1. Arrondir les angles, de Dominique HOUARD.- Tableau réalisé à la peinture à l'huile, sur toile au format 50x50cm.

1. Arrondir les angles, de Dominique HOUARD.- Tableau réalisé à la peinture à l’huile, sur toile au format 50x50cm.

Vous réalisez des œuvres figuratives en deux dimensions sur toile avec la technique de la peinture. Etes-vous autodidacte ou disposez-vous d’une formation ?
Effectivement, je suis autodidacte… Mon seul diplôme est celui que j’ai reçu de la part de la Société des Pastellistes de France qui m’a nommée Maître Pastelliste en 2015.

Depuis quand pratiquez-vous la peinture, qu’est-ce qui vous a amenée à la découvrir ?
J’ai toujours dessiné d’aussi loin que je me souvienne. J’y ai vraiment consacré tout mon temps depuis 1993. Tout d’abord au pastel sec, qui est mon médium de prédilection. La peinture à l’huile n’est venue que bien après en 2000, après que mon Maître Jacques POIRIER m’y ait fortement encouragée. Je me suis donc lancée dans cette aventure, un peu toute seule, avec deux de ses conseils : « On peint gras sur maigre, et ne lis pas de livres de technique. La peinture, c’est comme la cuisine : chacun sa recette ! » Avec ses mots dans ma besace, j’ai tracé ma route, au ressenti… A l’instinct…

2. Toutankamion, de Dominique HOUARD.- Oeuvre réalisée au pastel sec, au format 86x60cm.

2. Toutankamion, de Dominique HOUARD.- Oeuvre réalisée au pastel sec, au format 86x60cm.

Vous réalisez des trompe-l’œil sur toile, donc avec un rendu très réaliste. Pourquoi cette direction en particulier ?
Le trompe-l’œil s’est imposé comme une évidence, cela correspond parfaitement à mon goût personnel pour les détails, la recherche de la perfection… Il comble également mon besoin de dessiner, et sur un autre plan, le fait de peindre des objets, de les mettre en scène me permet de « jouer avec les mots », de « les faire parler ». D’ailleurs, l’un de mes amis dit de moi que je suis une « peintre raconteuse d’histoires ». Le trompe-l’œil est initialement un genre pictural présent dès l’Antiquité et qui prend son essor à la Renaissance.
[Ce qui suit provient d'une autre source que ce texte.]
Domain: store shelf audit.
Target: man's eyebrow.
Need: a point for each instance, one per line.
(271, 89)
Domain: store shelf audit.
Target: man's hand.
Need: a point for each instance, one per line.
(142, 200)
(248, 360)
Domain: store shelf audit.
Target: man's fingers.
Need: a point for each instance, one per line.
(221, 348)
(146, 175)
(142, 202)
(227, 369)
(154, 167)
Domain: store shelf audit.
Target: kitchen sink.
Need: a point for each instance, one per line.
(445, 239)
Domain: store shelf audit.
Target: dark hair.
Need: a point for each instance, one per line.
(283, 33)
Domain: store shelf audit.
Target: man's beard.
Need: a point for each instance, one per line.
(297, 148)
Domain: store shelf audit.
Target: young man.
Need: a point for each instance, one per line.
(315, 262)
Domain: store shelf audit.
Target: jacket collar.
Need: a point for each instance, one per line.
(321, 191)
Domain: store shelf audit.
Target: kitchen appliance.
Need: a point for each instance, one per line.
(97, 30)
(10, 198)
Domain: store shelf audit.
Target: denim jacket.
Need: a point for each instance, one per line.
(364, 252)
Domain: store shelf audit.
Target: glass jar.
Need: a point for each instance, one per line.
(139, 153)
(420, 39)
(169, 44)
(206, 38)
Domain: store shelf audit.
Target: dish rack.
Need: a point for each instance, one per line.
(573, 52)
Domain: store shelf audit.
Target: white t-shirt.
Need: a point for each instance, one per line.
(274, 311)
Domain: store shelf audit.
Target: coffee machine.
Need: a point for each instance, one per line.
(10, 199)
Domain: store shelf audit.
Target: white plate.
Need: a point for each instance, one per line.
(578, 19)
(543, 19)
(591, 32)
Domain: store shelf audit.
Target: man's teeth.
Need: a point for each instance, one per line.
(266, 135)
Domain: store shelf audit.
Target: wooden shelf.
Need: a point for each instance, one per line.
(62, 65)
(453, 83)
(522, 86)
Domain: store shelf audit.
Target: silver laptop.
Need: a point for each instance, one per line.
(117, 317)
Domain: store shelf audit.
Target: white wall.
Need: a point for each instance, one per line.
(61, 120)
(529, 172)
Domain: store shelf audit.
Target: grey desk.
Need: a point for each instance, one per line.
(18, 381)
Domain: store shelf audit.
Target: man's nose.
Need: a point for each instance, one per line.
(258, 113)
Comment vous situez-vous par rapport à cela ? Quel(s) différence(s), distance, rapport ou au contraire continuité ?
Travailler cette technique ancestrale est un honneur pour moi, elle fait partie des fondamentaux de la peinture, de l’art en général ! D’ailleurs, elle est toujours d’actualité, même si elle est peu travaillée du fait de sa complexité et du temps d’exécution. Des artistes la pratiquent en lui apportant toute la modernité qu’elle mérite. L’on voit que vous convoquez des éléments actuels, relevant majoritairement de l’univers de l’enfance et donnant une atmosphère très ludique et amusante.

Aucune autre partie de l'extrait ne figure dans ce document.